終わってみれば最後は16試合負けなし。最後の敗戦は2022年1月17日と2022年はほぼ無敗。平均年齢26歳はヨーロッパ5大リーグ最年少チャンピオンとなった。
さぁ次はビッグイヤー、チャンピオンズリーグ優勝だ。
課題はまだまだある。まずはズラタン・イブラヒモビッチからの脱却。偉大なるミラノの王だが、10月で41歳となる。プレイヤーとしても精神的支柱としても、いつまでも彼だけに頼ることはできない。優勝を経験し、文字通り勝者となった今の選手たちの中から、次の王が出て来なければ、この輝きは一瞬で終わってしまいそうな予感がする。

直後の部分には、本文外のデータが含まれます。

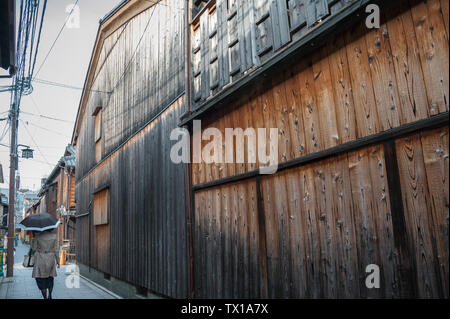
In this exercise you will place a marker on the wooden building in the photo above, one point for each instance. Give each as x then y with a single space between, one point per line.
57 195
362 116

そして近年、イタリアサッカーは苦しんでいる。2大会連続でワールドカップ出場を逃し、チャンピオンズリーグも2009-10シーズンのインテルが最後の優勝となっており、対ヨーロッパの舞台で苦戦を強いられている。ミランも今季、チャンピオンズリーグの予選で敗れている。イタリアサッカー、ミランが再びヨーロッパの頂点に立つためには、監督、選手と今まで以上に成長しなければならない。
歴史的な節目を残し、長い長いトンネルを抜けつつあるミラン。健全経営と若手育成。新たなスタイルで再び相応しい立ち位置に戻ることができるのか。始まったばかりの名門クラブの復権をこれからも応援し続けていきたいと思う。